Sedition laws may lead to a constitutional crisis due to the vague wording of the legislation, the pro-independence Hong Kong National Party said on Thursday. Pro-establishment lawyers have said the party may be violating sections of the Crimes Ordinance, which cover seditious offences, but the National Party says the legislation is too indeterminate to be applied.
Eleven lawyers, including pro-establishment Business and Professional Alliance’s Priscilla Leung, signed a statement on Wednesday opposing Hong Kong independence, saying that Hong Kong independence disregarded the law, history, culture, national feelings and political reality.
The pro-independence party responded on Thursday, saying that, “after the transfer of sovereignty, when it is transferred from a monarch to a government (or a party), there will be a lot of indeterminate points in the law.”
“Simply interpreting these terms as ‘the central government’, from a colonial power, is crude,” they said, referring to the reinterpretation of the term “Her Majesty” to different aspects of the state after 1997, as specified in the Interpretation and General Clauses Ordinance.

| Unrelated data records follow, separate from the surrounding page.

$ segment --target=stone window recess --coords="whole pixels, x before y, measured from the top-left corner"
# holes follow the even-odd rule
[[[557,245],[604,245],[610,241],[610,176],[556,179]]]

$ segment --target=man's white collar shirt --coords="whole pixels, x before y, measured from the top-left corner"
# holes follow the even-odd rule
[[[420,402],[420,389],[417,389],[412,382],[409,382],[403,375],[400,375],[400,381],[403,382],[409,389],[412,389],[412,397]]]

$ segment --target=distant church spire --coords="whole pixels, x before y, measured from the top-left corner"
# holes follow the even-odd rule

The term “Her Majesty” carried multiple meanings, but it was unnecessary to differentiate between the three definitions since they all ultimately referred to the Queen herself.
The party said that until the day it is taken to court for violating sedition laws, nobody will know what the law means or what the consequences are. “We ask Hongkongers to see whether the Hong Kong communist regime is going to cooperate with us to detonate this constitutional crisis.”
Kevin Yam Kin-fung, a solicitor and a member of the Progressive Lawyers Group said on Commercial radio on Thursday that he did not see any justification for the Department of Justice to prosecute the party as Hong Kong was protected by freedom of speech through laws and international agreements.